Dynamic RV shape or choosing from it

Hello, i need a help with modeling some simple stuff:
A have small and simple generative model, which create users with some dialogs (0-3), each dialog took some time from exponential dist.
A can’t figure out how create this dynamic shape (0-3), so for example i have 1000 users and each can create 0-3 dialogs… so i have dynamic dataset size.

import numpy as np
import numpy.random as rnd
import pandas as pd

rnd.seed(42)

users_count = 1_000
users_rct_prob = np.array([.1, .9])  # control and test group
dialog_prob = np.array([.4, .4, .15, .05])  # prob to write 0-3 dialogs, zero = not wrote
dialog_auto = np.array([.33, .33, .34])  # probs factor [automatize dialog, reduce duration, do nothing]
dialog_auto_mult = np.array([0, .33, 1])  # factor for dialog duration
dialog_duration_mean = 4  # param for duration


def generate_data():
    dialogs_users_rct = rnd.choice(np.arange(len(users_rct_prob)), p=users_rct_prob, size=users_count)
    dialogs_users_count = rnd.choice(np.arange(len(dialog_prob)), p=dialog_prob, size=users_count)

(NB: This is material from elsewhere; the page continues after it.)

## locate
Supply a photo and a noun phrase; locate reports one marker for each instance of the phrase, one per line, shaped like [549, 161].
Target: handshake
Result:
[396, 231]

    dialogs_rct = np.repeat(dialogs_users_rct, dialogs_users_count)
    dialogs_count = np.repeat(dialogs_users_count, dialogs_users_count)
    dialogs_user_id = np.repeat(np.arange(users_count), dialogs_users_count)

    dialogs_auto = rnd.choice(dialog_auto_mult, p=dialog_auto, size=sum(dialogs_users_count))
    dialog_duration = rnd.exponential(scale=dialog_duration_mean, size=sum(dialogs_users_count))

    dialog_duration_observed = dialog_duration - dialog_duration * dialogs_auto * dialogs_rct

    df = pd.DataFrame({
        'user': dialogs_user_id,
        'duration_true': dialog_duration,
        'duration_obs': dialog_duration_observed,
        'auto': dialogs_auto,
        'group': dialogs_rct,
        'count': dialogs_count,
    })
    return df

Here i used choice, but in real example it could be poisson rv.
I finking about create expotential rv with shape (1000, 4) and choose from it only that i need, but i don’t know how to do it.

So can you help me to create pymc model for this generative model?

I have written this code:

def main():
    data = generate_data()

    import pymc as pm
    import pytensor.tensor as at
    import arviz as az

    indexes = np.indices((users_count, len(dialog_prob)))[1]

    with pm.Model(coords={'user': range(users_count), 'num': range(len(dialog_prob))}) as m:
        dialog_duration = pm.Exponential('', lam=2, dims=('user', 'num'))
        dialog_count = pm.Categorical('dialog_count', p=dialog_prob, shape=users_count, dims='user')

        dialog_duration = pm.Deterministic('all_duration',
                                           at.where(indexes < dialog_count[:, None], dialog_duration, 0),
                                           dims=('user', 'num'))
        user_duration = pm.Deterministic('user_duration', at.sum(dialog_duration, axis=1), dims='user')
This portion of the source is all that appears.